To get approval for those trails across the 1,500 square-mile West End, Koski and the WETA crew wind through four different Bureau of Land Management field offices in two states.

“Why does it take nine to 10 years to put in sometimes the simplest of trails?” asked Koski, who envisions students diving into “an investigation.” “We would just like to look at what’s the hold up? And how does it compare to building a pipeline or power line?”
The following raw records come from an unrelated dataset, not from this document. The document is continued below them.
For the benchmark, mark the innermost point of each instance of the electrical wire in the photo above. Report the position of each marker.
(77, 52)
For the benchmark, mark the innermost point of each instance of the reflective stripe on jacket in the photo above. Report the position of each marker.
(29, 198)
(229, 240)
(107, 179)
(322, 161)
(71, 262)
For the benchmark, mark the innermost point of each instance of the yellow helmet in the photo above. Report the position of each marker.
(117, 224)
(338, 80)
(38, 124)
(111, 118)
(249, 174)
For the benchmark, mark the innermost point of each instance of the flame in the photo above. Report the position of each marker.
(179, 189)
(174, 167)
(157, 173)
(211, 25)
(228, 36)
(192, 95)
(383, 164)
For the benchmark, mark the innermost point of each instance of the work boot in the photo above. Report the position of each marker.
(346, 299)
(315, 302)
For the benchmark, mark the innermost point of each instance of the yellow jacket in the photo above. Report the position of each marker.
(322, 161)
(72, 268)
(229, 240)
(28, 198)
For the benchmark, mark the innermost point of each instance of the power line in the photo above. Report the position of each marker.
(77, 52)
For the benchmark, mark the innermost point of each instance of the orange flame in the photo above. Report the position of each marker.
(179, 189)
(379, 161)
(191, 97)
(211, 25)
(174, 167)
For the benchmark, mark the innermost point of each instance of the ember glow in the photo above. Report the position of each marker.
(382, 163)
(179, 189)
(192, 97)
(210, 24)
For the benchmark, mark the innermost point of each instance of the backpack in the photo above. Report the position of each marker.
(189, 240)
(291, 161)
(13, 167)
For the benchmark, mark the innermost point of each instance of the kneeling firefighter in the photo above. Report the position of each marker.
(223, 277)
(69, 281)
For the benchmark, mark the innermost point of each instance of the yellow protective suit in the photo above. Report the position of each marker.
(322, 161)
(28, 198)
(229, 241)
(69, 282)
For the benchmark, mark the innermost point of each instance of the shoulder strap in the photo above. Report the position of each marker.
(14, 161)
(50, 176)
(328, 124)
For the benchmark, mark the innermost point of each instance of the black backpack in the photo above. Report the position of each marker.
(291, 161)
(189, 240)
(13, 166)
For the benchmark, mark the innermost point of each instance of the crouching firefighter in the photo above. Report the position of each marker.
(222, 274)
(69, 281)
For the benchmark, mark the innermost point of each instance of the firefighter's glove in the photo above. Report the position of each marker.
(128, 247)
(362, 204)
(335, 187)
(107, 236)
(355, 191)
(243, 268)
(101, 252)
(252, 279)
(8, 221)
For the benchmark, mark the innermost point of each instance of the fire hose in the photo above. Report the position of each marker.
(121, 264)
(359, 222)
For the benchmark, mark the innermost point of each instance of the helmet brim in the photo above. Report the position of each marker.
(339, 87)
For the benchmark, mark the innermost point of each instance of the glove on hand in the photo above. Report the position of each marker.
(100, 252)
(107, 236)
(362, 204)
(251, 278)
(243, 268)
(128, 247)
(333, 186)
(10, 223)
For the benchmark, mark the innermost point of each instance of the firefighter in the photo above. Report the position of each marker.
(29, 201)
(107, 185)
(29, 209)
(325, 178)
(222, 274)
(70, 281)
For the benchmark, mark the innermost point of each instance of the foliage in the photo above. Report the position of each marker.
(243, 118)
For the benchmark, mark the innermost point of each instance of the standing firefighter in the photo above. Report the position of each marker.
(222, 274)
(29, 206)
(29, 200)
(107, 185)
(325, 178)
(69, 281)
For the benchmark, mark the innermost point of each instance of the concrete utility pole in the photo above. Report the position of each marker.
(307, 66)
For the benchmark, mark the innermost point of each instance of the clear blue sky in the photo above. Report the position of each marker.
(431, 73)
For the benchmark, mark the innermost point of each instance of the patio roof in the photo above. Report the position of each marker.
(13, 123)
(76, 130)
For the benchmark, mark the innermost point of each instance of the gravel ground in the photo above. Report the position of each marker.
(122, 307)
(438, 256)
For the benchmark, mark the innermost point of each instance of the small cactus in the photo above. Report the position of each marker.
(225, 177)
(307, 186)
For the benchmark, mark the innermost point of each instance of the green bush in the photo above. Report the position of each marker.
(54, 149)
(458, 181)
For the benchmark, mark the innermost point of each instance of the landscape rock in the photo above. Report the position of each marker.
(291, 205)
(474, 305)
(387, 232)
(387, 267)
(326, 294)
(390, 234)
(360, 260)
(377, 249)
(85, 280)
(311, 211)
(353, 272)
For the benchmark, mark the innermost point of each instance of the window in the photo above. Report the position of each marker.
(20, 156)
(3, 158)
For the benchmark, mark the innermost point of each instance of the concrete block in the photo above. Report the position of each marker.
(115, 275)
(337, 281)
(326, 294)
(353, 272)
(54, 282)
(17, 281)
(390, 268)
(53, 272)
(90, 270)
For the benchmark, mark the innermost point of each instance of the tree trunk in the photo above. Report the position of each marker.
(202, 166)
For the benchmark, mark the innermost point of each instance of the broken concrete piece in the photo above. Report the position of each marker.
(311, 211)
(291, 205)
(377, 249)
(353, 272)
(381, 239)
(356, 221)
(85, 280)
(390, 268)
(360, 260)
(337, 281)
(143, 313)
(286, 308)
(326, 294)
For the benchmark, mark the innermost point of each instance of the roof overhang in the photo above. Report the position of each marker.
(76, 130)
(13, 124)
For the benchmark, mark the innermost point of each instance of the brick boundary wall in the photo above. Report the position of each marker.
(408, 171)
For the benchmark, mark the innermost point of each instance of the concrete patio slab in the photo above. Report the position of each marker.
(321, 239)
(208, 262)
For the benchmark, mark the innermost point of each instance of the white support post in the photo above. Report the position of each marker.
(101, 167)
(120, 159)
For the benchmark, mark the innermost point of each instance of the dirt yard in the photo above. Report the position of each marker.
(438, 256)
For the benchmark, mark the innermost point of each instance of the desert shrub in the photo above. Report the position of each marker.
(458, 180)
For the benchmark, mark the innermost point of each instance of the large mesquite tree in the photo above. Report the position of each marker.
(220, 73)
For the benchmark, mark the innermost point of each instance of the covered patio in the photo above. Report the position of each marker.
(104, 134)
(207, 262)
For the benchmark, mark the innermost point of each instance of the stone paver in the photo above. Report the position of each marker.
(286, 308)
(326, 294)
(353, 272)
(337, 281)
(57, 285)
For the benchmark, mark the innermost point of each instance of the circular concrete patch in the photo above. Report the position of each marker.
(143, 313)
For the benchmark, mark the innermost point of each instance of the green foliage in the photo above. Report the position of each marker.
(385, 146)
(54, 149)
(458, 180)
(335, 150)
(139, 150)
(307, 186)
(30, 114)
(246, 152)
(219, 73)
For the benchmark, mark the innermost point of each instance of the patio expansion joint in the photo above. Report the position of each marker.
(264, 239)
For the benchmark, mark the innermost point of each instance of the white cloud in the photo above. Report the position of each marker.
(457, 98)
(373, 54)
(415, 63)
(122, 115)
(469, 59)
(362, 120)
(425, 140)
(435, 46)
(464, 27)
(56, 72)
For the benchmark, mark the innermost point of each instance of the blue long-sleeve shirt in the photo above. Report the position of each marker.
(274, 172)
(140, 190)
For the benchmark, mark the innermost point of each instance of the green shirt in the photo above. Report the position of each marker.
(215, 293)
  • The San Luis Valley Great Outdoors group has participated in the Wright Collegiate Challenge for three years. Two years ago the student helped the group hammer out plans for the world’s largest Dark Sky Reserve. A year later the students helped strategize a way to include recreational paths alongside a bankrupt railroad. The San Luis Rio Grande Railway was recently acquired by a wealthy Colorado investor who has indicated support for that recreational access. And now SLVGO is hoping the students can develop a plan for off-grid cabin rentals – they are calling it Tin Can Camp – that can lure visitors while protecting natural resources and public lands.
  • Nathan Creswell, the director of climbing at the 24-hour Grip Bouldering climbing gym in Grand Junction, is looking for “more avenues to grow stewardship of local climbing areas” and more climber involvement with the region’s Western Colorado Climbers’ Coalition.
  • Colorado has about 200 skateparks and 20 skater-owned skate shops. Most of those shops offer local nonprofit skate programs to build a community around skating and the concrete parks. Stacy Falk, the owner of Ramps and Alleys skateshop and clubhouse in Salida, hopes the Wright students can develop a network to unite the state’s skaters, with a collaborative effort to help build skateparks, support business owners and get more kids skating.
  • Amy Raney has been renting sandboards to visitors at Great Sand Dunes National Park since 2018. Now the owner of Blanca’s SpinDrift SandBoards is hoping to build her own sand-surfing boards out of locally grown hemp. Using local production and local materials, she hopes her operation can be carbon neutral.

“Our relationship with the land needs to be reciprocal,” Raney said. “We need to give back and equalize the land that provides our sustenance and our outdoor recreation.”